An Integrated Global-Local System for the Detection and Monitoring of Damage Progression in Heterogeneous Materials

Abstract

In this study, global measurements from low-impact velocity experiments and local strain measurements from embedded and surface mounted optical fiber Bragg grating (FBG) sensors were used to obtain detailed information pertaining to damage progression in two materials, multi-dimensional laminate woven composites and Polymethyl-methacrylate (PMMA) acrylic. The woven composites and PMMA specimens were subjected to multiple strikes at 2m/s until perforation occurred. The impactor position and acceleration were monitored to obtain dissipated energies and contact forces. FBG sensors, which were embedded and mounted on the surface, at different critical locations near regions of penetration-induced damage, were used to obtain local strains. Measurements of initial residual strains and both axial and transverse strains corresponding to matrix cracking, delamination and fiber breakage were obtained for the composites, and impact induced surface deformations were obtained for the PMMA. From the FBG sensor response spectra, optical fiber sensor and host material damage were separated by an analysis based on the signal intensity, the presence of cladding modes, and the behavior of individual Bragg peaks as a function of evolving and repeated impact loads. A comparison by number of strikes and dissipated energies corresponding to composite material perforation indicates that embedding these sensors did not affect the integrity of the woven systems, and that FBG sensor measurements can provide accurate failure strains even after the initial loss of sensor integrity, which generally occurred prior to complete host material failure. The measurements from surface mounted and embedded FBG sensors were used with the global measurements to develop maps of failure paths for the host woven composite materials, and to determine the accuracy of FBG measurements.
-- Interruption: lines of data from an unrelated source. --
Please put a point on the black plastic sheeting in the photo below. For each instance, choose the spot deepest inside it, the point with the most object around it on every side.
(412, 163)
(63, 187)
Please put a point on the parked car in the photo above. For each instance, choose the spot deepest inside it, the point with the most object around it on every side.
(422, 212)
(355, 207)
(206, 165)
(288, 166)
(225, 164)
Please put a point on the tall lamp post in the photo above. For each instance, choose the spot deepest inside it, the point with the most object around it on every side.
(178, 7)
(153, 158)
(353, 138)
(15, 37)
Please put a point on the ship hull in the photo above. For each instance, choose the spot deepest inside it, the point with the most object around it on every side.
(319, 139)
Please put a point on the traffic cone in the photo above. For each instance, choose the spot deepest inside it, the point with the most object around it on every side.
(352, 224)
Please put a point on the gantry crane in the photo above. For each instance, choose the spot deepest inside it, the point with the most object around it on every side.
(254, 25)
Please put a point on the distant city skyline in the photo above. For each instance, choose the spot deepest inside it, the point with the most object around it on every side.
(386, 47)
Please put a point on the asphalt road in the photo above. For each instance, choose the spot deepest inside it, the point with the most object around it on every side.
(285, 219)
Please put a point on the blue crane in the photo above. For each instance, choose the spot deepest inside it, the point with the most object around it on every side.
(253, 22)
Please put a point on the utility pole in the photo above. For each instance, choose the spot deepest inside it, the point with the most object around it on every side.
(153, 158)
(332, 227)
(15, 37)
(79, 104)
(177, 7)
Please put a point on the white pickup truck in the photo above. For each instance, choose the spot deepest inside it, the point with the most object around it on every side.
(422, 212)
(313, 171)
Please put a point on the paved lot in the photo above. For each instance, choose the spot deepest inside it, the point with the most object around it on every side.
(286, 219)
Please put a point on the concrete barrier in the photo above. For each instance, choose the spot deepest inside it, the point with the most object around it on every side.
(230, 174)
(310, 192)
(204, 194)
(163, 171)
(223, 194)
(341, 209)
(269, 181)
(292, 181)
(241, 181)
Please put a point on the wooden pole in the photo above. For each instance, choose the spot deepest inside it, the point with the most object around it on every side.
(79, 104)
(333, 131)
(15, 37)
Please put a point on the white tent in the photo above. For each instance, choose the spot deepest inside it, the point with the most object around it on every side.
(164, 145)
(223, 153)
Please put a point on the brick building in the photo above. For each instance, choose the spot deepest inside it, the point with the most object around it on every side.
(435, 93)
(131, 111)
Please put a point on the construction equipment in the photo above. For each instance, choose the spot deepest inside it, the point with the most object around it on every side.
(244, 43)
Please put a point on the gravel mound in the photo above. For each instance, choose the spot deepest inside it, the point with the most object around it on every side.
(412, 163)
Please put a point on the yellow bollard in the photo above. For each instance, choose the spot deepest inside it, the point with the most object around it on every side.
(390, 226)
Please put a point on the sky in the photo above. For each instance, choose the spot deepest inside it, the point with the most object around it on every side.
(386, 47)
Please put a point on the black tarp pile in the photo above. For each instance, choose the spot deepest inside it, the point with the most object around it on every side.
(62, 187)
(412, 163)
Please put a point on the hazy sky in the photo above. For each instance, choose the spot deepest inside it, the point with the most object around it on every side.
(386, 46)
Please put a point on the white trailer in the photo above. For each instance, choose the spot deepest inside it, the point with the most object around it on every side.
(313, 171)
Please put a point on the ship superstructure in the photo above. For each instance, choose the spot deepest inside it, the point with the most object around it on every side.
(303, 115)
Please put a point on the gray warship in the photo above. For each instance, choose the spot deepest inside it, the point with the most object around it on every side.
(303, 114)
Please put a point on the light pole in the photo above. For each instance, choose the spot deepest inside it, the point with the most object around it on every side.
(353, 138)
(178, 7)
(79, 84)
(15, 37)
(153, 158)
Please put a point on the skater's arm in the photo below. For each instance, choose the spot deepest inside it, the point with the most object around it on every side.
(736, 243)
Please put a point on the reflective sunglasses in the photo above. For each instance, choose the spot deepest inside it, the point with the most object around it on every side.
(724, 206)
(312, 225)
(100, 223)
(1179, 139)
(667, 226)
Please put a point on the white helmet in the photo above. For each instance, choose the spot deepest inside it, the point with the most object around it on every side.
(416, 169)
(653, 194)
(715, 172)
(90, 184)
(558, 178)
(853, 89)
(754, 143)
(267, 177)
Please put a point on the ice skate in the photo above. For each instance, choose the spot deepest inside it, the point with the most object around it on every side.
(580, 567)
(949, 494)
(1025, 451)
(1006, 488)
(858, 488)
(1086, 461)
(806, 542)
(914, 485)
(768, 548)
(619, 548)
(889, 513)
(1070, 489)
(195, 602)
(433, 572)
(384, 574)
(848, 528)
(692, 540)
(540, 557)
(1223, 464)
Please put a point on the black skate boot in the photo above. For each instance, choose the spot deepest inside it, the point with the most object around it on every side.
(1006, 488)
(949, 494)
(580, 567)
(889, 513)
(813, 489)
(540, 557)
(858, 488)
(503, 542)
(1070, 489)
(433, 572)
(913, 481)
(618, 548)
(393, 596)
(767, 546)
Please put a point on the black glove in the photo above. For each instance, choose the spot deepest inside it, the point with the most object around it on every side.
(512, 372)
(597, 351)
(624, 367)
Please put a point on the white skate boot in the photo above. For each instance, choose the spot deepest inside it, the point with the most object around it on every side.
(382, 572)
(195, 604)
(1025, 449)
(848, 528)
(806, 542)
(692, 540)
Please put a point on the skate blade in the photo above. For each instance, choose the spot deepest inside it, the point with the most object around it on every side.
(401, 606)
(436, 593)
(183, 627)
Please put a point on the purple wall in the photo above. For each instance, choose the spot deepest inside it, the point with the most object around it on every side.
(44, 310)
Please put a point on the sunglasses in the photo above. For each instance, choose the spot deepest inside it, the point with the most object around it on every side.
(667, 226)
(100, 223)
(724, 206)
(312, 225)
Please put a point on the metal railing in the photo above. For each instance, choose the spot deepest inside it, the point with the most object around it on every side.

These characteristic maps were obtained by identifying relations between the impact contact force and the local strain fields that corresponded to five distinct regimes of composite and sensor response spanning behavior from initial impact to complete material penetration. The FBG sensors were also used to obtain residual impact relaxation strains, and to uniquely determine the mode of relaxation, a measurement that is not possible with conventional strain gauges. The PMMA specimens were impacted and quasi-statically deformed. The global measurements, for both loading regimes, were used with local measurements from surface mounted FBGs to obtain critical information related to strain-transfer, how the strain evolves from the point of impact, how the sensor debonds, and how catastrophic overall failure can be related to sensor failure. The current experimental approach indicates that local measurements can be used with global measurements to obtain a framework that can be effectively used to monitor damage progression in different host materials, and it can be potentially used to mitigate damage, if it is detected at an early stage of damage progression.